Notes on syringe exchange programs, part II

Fully developed posts on syringe exchange programs (SEPs) are here and here. A couple more are forthcoming. Here are the notes I took as I read the literature in this area. This is Part II. Part I is here. Part III is here.

(0) Impact Evaluation of a Policy Intervention for HIV Prevention in Washington, DC, by Monica Ruiz, Allison O’Rourke, and Sean Allen (AIDS Behav, 2016; See Part I, item (1))

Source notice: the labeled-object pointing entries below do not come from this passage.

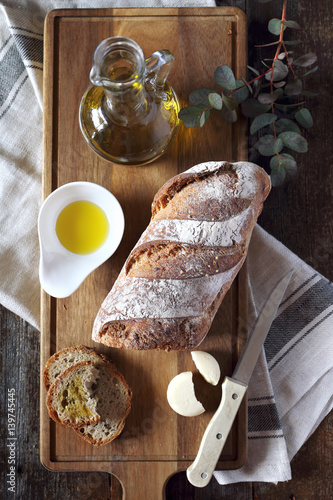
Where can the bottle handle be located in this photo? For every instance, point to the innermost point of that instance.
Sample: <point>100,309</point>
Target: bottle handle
<point>159,64</point>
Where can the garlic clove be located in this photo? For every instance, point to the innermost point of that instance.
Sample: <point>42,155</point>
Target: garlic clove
<point>181,396</point>
<point>207,366</point>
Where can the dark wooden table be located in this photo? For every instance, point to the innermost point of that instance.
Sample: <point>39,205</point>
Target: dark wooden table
<point>299,214</point>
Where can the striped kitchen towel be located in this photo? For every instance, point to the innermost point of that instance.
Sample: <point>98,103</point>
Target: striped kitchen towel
<point>290,391</point>
<point>295,368</point>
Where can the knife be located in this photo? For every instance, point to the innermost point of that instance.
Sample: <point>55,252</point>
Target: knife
<point>199,473</point>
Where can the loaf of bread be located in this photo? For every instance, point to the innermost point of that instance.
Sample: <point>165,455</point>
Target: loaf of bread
<point>87,393</point>
<point>175,278</point>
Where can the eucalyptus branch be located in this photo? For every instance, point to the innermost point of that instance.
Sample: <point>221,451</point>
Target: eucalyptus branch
<point>277,116</point>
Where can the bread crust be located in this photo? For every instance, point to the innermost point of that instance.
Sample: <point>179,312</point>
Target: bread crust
<point>90,352</point>
<point>175,278</point>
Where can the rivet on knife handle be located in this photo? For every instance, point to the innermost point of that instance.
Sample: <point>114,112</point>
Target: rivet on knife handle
<point>200,472</point>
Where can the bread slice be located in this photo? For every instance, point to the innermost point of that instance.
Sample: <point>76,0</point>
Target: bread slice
<point>114,404</point>
<point>71,399</point>
<point>112,394</point>
<point>67,357</point>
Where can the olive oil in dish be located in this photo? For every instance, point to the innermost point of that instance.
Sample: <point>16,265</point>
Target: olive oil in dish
<point>82,227</point>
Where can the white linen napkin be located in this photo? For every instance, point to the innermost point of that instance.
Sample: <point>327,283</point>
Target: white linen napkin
<point>294,370</point>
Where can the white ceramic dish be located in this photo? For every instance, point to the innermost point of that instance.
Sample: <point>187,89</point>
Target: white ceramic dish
<point>61,272</point>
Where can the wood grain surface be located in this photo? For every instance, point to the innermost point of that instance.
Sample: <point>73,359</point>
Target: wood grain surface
<point>299,214</point>
<point>156,443</point>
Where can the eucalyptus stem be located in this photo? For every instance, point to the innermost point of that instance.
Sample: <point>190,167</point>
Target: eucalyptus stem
<point>279,117</point>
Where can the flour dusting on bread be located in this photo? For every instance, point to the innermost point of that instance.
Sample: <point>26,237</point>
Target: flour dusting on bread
<point>171,284</point>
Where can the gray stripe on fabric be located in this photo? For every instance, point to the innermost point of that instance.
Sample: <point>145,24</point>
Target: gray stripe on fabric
<point>5,44</point>
<point>266,437</point>
<point>31,48</point>
<point>14,96</point>
<point>263,418</point>
<point>11,68</point>
<point>299,340</point>
<point>262,398</point>
<point>299,314</point>
<point>25,30</point>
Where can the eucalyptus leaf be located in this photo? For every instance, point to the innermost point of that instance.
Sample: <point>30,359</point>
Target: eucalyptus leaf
<point>252,108</point>
<point>306,60</point>
<point>224,77</point>
<point>200,96</point>
<point>304,118</point>
<point>215,100</point>
<point>294,141</point>
<point>262,121</point>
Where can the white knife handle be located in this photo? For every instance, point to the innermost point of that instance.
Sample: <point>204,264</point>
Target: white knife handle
<point>201,470</point>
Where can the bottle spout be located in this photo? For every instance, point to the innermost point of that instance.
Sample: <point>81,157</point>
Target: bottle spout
<point>160,64</point>
<point>117,63</point>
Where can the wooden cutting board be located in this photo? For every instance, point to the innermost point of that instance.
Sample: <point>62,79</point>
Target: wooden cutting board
<point>156,442</point>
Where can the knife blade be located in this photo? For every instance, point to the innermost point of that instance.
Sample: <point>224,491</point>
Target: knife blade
<point>199,473</point>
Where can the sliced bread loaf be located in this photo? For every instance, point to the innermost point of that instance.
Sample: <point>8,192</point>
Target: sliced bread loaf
<point>71,399</point>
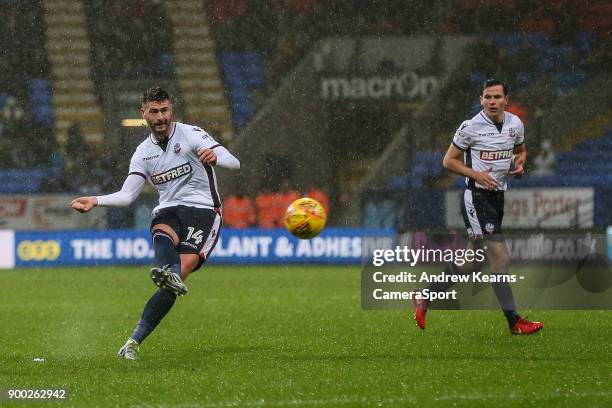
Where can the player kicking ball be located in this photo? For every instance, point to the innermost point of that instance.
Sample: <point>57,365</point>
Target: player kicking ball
<point>486,149</point>
<point>178,160</point>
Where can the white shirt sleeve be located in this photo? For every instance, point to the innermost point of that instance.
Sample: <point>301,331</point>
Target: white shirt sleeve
<point>521,135</point>
<point>131,189</point>
<point>226,159</point>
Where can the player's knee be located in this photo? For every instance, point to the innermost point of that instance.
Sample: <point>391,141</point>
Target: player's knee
<point>189,263</point>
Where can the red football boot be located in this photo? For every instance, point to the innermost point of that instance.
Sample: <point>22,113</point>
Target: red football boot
<point>420,309</point>
<point>525,327</point>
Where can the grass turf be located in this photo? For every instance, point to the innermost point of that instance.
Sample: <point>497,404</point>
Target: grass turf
<point>285,336</point>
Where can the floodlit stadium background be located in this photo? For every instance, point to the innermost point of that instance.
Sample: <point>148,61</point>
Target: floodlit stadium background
<point>356,100</point>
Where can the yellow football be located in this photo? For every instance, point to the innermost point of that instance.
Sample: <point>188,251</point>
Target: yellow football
<point>305,218</point>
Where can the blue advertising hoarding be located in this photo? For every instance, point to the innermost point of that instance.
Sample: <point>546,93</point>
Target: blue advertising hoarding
<point>252,246</point>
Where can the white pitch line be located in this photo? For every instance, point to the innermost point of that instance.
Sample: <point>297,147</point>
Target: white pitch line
<point>368,401</point>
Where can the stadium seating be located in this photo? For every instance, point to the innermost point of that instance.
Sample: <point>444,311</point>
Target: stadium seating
<point>244,72</point>
<point>21,181</point>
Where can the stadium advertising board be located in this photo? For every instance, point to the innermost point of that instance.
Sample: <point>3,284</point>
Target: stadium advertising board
<point>45,212</point>
<point>333,246</point>
<point>535,208</point>
<point>406,86</point>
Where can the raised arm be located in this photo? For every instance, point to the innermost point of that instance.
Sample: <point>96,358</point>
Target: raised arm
<point>129,192</point>
<point>218,156</point>
<point>453,161</point>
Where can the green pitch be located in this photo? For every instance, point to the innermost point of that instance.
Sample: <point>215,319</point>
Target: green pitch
<point>285,336</point>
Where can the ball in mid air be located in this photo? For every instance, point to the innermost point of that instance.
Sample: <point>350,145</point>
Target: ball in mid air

  • “The District of Columbia (DC) is in the midst of a significant HIV/AIDS epidemic. According to epidemiological data from the end of 2011, approximately 2.4% of DC residents over the age of 12 years are living with HIV/AIDS. Injection drug use (IDU) accounts for 14.2% of the living cases of HIV/AIDS in the District [DC Dept. of Health].”
  • In May 2008, a ban on use of DC municipal funds for SEPs was lifted. “Then-Mayor Adrian Fenty allocated $650,000 to the DC Department of Health to create the DC NEX, a program supporting several CBOs [community-based organizations] in delivering a minimum harm reduction package that includes syringe exchange, provision of condoms, referrals to HIV testing and addiction treatment, and harm reduction information [Greenberg].” This study examined the impact of these changes on injection drug use-caused HIV cases.
  • “Our modeling of the forecasted versus actual epidemic curves shows that, as a result of the removal of the DC Ban, there was a 70% decrease in the number of newly diagnosed HIV cases where reported mode of transmission was IDU.”

DC ban lift

(1) Quantifying Syringe Exchange Program Operational Space in the District of Columbia, by Sean Allen, Monica Ruiz, and Jeff Jones (AIDS and Behavior, 2016)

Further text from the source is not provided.